The branching elastic curve should be transferred from the Λ-fractional space to the initial space. Proceeding to define the branching elastic line in the initial space, Equation (64) connecting the two variables X and x should be pointed out. Hence, the branching equation in the Λ-fractional space expressed in variables of the initial space is defined by:

$$W(X(x))=\xi \sin (\frac{\pi }{L}\frac{x^{2-\gamma }}{\Gamma \left(3-\gamma \right)}).$$

(81)

Finally, the branching equation in the initial space is defined by:

$$w\left(x\right)=\frac{1}{\Gamma \left(\gamma \right)}\frac{\mathrm{d}}{\mathrm{dx}}{{\displaystyle \int }}_0^{\mathrm{x}}\frac{\xi \sin (\frac{\pi }{L}\frac{s^{2-\gamma }}{\Gamma \left(3-\gamma \right)}) }{{\left(\mathrm{x}-\mathrm{s}\right)}^{1-\gamma }}ds.$$

(82)

11. Conclusions

Λ-fractional differential equations have been discussed. Fractional differential equations exhibit the handicap that the well-known fractional derivatives do not correspond to differentials, since, according to differential topology, they are not real mathematical derivatives.

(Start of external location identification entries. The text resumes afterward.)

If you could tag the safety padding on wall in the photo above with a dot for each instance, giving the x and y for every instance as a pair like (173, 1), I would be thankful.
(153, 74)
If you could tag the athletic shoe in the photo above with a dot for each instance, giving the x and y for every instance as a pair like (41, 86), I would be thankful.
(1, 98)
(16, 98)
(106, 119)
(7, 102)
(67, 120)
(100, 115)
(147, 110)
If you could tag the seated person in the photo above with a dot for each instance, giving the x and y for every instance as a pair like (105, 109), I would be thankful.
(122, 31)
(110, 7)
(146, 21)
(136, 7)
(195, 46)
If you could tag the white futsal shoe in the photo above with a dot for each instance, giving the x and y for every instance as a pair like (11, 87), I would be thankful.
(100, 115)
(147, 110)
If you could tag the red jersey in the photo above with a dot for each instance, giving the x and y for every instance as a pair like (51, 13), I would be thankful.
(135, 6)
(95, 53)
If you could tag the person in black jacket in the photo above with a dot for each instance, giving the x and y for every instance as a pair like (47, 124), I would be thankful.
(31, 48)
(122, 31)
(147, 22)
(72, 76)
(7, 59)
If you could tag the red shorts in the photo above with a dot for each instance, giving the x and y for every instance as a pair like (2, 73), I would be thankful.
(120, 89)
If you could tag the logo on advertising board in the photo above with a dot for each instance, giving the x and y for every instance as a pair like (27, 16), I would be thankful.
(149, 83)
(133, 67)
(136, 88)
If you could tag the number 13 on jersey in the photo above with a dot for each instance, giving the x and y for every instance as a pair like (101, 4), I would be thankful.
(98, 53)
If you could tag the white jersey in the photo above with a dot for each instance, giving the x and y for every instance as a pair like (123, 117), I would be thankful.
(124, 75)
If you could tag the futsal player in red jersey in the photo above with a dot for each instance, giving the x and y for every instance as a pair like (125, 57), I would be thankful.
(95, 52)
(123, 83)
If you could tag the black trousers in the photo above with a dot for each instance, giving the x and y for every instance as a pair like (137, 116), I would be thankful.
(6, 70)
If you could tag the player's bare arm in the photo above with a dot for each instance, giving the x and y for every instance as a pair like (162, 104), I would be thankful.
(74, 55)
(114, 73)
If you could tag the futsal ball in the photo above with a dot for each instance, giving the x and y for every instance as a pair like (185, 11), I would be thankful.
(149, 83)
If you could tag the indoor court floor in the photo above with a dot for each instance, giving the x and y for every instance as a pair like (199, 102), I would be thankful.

Furthermore, fractional differential geometry may not be a source for fractional differential equations. Additionally, field theory and variational procedures may not be sources for generating fractional derivatives. The proposed Λ-fractional differential equations are compatible with all the well-known theories of differential equations in the Λ-fractional space. The various solutions may be transferred from the Λ-fractional space to the initial one. Typical Λ-fractional equations have been solved concerning oscillations, waves, diffusion, and branching problems.